Today’s hand-held scientific equipment are of zero percent errors. Images courtesy Google

(5) Check your work! It is easy to complete a task, but if you take a little extra time to double check your work you will reduce the margin for error. (6) Develop checklists for yourself. If an activity requires 5 steps in the process, use a checklist to make sure you completed all 5 steps every time. Pilots use these, surgeons use these and a mistake from either of those professions could be very nasty! (7) Take advantage of "best practices". Find how other people do the activity and learn from them, ask for help, and get a mentor or anything that will help you to get better at your job.

Not Easy

You may be certain there is a book called Alice in Wonderland, and that it mentions a 'Mad Hatter'; that there is another book called Alice Through the Looting Glass; that Sherlock Holmes said, 'Elementary, my dear Watson'; and that in the Bible story of Adam and Eve,an apple is mentioned. In all five cases you are wrong.
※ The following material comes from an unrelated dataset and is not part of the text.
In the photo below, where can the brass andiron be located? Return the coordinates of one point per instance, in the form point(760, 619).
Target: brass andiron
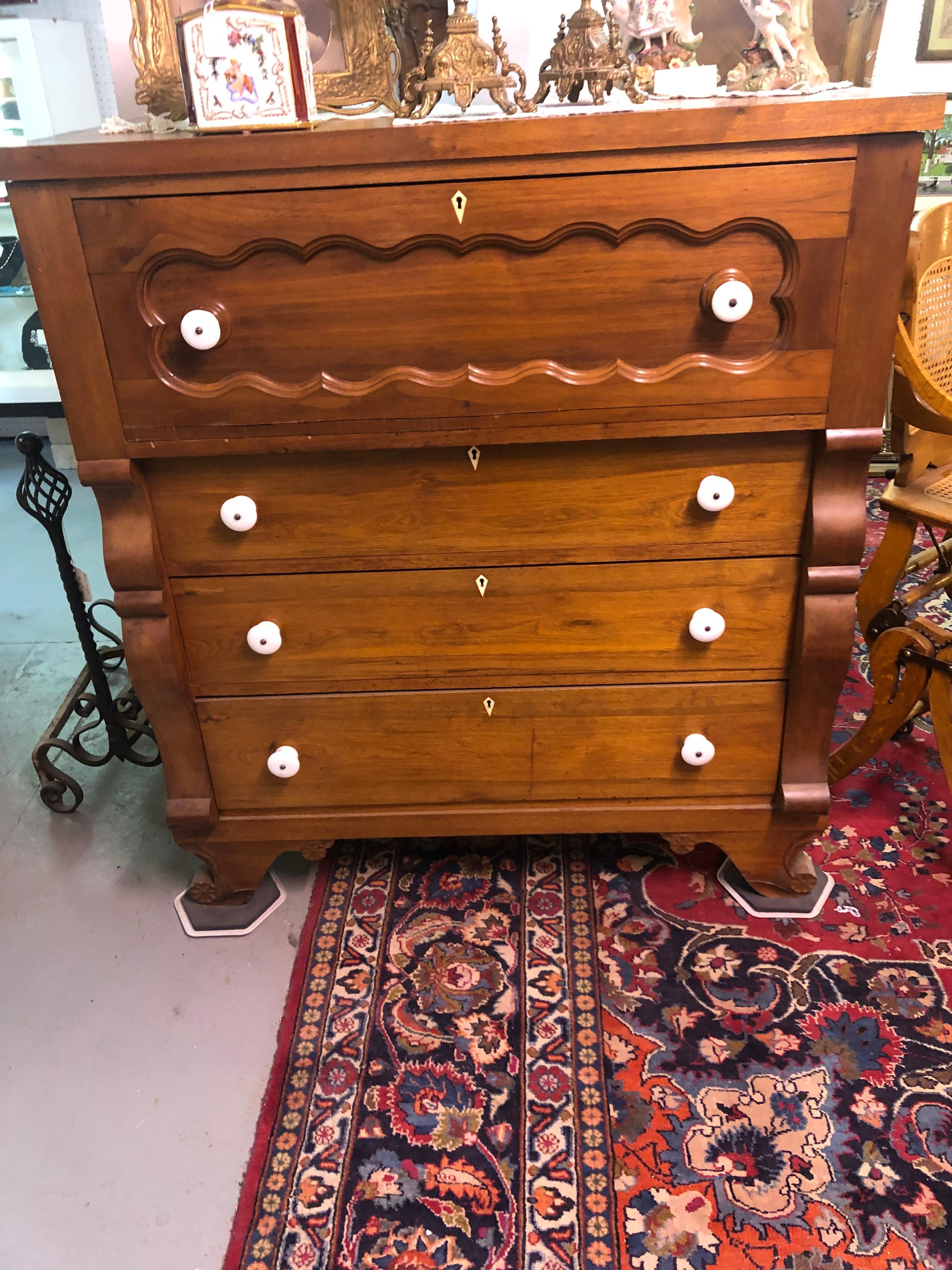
point(464, 65)
point(583, 54)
The first book cited was originally Alice's Adventures in Wonderland. It refers only to the "Hatter," never to the "Mad Hatter."

The other Alice book is "through the Looking glass." The Holmes passage runs: "'Excellent,' said I; Elementary,' said he." Finally, Genesis mentions no apples. Finding what is true is not always easy. We have to discover the facts and thereafter carefully weigh the conflicting evidence and build one observation on another. This takes discipline, as well as a healthy skepticism.

The accurate person will more often withhold his judgmentthan hazard a wild guess. He is more willing than most to say, honestly, "I do not know." At its best, accuracy is a painstaking, caring, patient and reasonable faculty of mind. And ultimately it is creative, too. For it not only looks up facts, it discovers them in the first place.